Come esseri umani, siamo bravissimi a leggere le espressioni sui volti dei nostri simili. Distinguiamo le espressioni finte da quelle vere, riconosciamo l’imbarazzo in un sorriso che vorrebbe sembrare spontaneo e sentiamo la forza di uno sguardo in cui abita realmente una domanda. Quando guardiamo un ritratto, vediamo soprattutto cosa comunica la persona raffigurata, molto di più di quanto apprezziamo la bellezza formale della foto.

Per questo nei miei lavori di ritratto e di book non mi senterete mai dire “sorridi” o chiedervi una determinata espressione. Tanto meno vi dirò di immaginare situazioni tristi o allegre, di fare viaggi mentali o di recitare una parte. Per me l’espressione che il soggetto avrà in foto deve nascere da ciò che succede sul set e deve riflettere un’emozione reale.

Come durante una conversazione, una sessione di ritratto attraversa diversi momenti e suscita emozioni diverse e autentiche. Di questo dialogo il ritratto è traccia e testimonianza. Il mio compito è di creare e prendermi cura del clima e della relazione per consentire alla persona di essere se stessa. O di essere una parte di sé che magari non conosce ancora.

Come ci mettiamo “in posa” in una fotografia? La domanda non è banale perché la posizione del corpo non ha solo una funzione estetica o compositiva: dice molto della persona e si riflette in qualche modo anche nell’espressione. Il corpo “sa” interpretare e non solo esprimere una posizione. Così, il fatto di essere in una posa comoda o scomoda, chiusa o aperta, naturale o artificiosa, che ci appartiene o che ci è stata assegnata, influisce molto sul risultato del ritratto.

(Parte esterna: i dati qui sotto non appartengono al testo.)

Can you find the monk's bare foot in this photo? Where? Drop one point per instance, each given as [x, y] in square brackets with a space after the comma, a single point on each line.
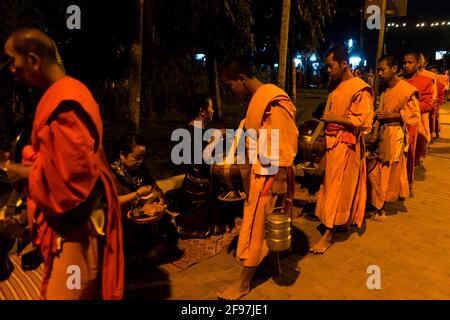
[321, 246]
[380, 216]
[235, 292]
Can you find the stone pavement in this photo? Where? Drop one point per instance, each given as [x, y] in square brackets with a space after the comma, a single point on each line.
[410, 248]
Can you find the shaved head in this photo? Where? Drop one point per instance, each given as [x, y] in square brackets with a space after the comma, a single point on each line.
[27, 41]
[33, 58]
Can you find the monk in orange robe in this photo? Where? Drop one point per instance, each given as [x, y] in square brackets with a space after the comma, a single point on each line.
[270, 110]
[399, 106]
[73, 208]
[420, 135]
[348, 116]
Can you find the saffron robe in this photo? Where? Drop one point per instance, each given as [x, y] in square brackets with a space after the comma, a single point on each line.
[270, 109]
[425, 87]
[388, 180]
[68, 161]
[342, 196]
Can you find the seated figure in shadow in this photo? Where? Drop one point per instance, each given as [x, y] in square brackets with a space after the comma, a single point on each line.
[199, 217]
[156, 242]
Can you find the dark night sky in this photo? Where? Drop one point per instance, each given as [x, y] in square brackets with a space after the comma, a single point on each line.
[346, 25]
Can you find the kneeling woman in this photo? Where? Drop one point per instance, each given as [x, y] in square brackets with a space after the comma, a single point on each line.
[157, 242]
[199, 217]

Personalmente, credo che la posa debba appartenere alla persona che viene ritratta. lo posso dare delle indicazioni compositive legate alla mia sensibilità o alla luce, ma desidero che la persona si riconosca nella posizione che assume, che il suo corpo la senta propria e la esprima al meglio.
La posa, in una sessione di ritratto, evolve come evolve la consapevolezza di sé e il percorso che si sta facendo. Così pian piano la persona si appropria sempre di più di se stessa e si mette in gioco nello spazio, esprimendo ciò che è non solo attraverso l’espressione del viso ma attraverso ogni muscolo.

Su questi punti si potrebbero fare ore di dibattito. Ho avuto esperienza di maestri di fotografia all’opera che guidavano in tutto e per tutto, dirigevano completamente corpo e volto per il raggiungimento del proprio scopo e della propria visione. Altri che lasciavano molto (e in alcuni casi troppo) spazio alla libertà.

A mio avviso, il fotografo dovrebbe innanzi tutto chiarire (chiarirsi) lo scopo. Qual è lo scopo del ritratto? C’è un messaggio che una committenza pretende? C’è un messaggio che tu ti vuoi imporre di dare? Definito ciò, come dico sempre io, si comincia a danzare insieme, verso una direzione. Le facce, le pose, la finzione, la naturalezza, la spontaneità dipende da entrambi. Fotografo e fotografato. L’abilità del fotografo nel condurre, e la fiducia del fotografato. La relazione che si crea tra i due e che plasma viso e corpo. Ecco forse la chiave è proprio questa, in gran parte.